The U.S. Attorney's Office announced Friday afternoon that 67-year old Bernard von NotHaus was convicted of making, possessing and selling his own coins. During the eight day trial, the U.S. Attorney's Office said the investigation into NotHaus' activities began in 2005 and involved minting of coins worth an estimated $7 million.
The U.S. Attorney's Office said the coins were made to resemble United States coins and that the Liberty Dollar coins were intended to be used as counterfeit money. NotHaus was the founder of a group called NORFED, also known as the National Organization for the Repeal of the Federal Reserve and Internal Revenue Code.
It took jurors less than two hours to deliberate NotHaus' guilt and he faces a 15 years in prison when sentenced.
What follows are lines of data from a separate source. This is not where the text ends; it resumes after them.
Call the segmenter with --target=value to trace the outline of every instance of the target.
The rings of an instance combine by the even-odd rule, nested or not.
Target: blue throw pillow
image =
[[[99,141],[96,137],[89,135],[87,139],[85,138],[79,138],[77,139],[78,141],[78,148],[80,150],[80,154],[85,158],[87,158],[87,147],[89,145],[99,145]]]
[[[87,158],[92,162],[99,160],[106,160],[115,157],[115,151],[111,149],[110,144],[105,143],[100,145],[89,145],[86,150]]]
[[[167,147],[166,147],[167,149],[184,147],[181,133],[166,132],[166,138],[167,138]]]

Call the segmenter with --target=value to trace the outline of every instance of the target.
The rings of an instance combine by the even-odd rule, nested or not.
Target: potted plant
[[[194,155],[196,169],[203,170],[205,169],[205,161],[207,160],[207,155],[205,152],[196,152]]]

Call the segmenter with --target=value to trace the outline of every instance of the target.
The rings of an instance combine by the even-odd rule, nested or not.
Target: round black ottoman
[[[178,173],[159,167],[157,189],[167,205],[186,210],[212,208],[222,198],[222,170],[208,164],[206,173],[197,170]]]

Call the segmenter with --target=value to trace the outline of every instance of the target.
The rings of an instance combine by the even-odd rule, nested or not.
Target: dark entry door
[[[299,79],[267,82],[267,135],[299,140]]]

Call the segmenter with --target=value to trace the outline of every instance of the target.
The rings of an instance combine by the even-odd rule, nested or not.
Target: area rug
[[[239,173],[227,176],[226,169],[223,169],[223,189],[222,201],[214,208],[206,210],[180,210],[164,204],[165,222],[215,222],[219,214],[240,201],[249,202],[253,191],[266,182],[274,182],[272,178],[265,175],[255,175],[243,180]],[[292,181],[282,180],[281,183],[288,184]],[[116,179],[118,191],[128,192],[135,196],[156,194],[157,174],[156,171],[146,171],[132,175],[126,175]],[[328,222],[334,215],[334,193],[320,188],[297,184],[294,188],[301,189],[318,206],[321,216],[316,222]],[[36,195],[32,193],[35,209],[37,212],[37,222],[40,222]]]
I don’t think anyone is going to confuse gold and silver coins with his phone number on them as government coins.
BTW, if the coins are real gold and silver how could they possibly be considered counterfeit?
The joke is on Bernard von NotHaus,
in the last few weeks the spread between government silver coinage and private label silver coinage has all but disappeared for the first time since the French tried to return to the gold standard in the years leading up to WWI.
Bernard von NotHaus was ahead of the curve and could have been printing decorative, commerative, or even blank rounds and come out as a leader in the world’s PM backed currency movement. Instead he’s looking at a lifetime of appeals, jail, and destitution.
Supposedly, Liberty Dollars are denominated by weight and backed by a commodity.
That doesn’t sound like any circulating U.S. currency so it’s hard to see that this is counterfeiting.
“Von NotHaus designed the Liberty Dollar currency in 1998 and the Liberty coins were marked with the ‘$,’ the words ‘dollar,’ ‘USA,’ ‘Liberty,’ ‘Trust in God’ (instead of ‘In God We Trust’) and other features associated with legitimate U.S. coinage.
IMHO, he screwed up using the dollar sign ‘$’ and using the word ‘dollar’, the rest of the charges were easily contestable.
More detailed article:
I think they said “$20” right on them. That’s crossing the line.
I guess the FED doesn’t like competition.
It's not the fact that he was selling gold or silver coins that's problematic. What's problematic is that the coins do bear some similarity to actual US coins. If he would have stamped Snoopy or Bugs Bunny on the coins, he wouldn't have been convicted.
The government alleged and argued (amongst other things) that the coins looked too similar to actual currency. The jurors agreed.
Amazingly, the Feds have used this case to extend the definition of “domestic terrorist” to include a guy that mints 0.999 fine silver “rounds” and encourages others to use them in trade. The guy’s fraud was not related to the weight and purity of his minted rounds, but to the allegation that the rounds could be confused US coinage.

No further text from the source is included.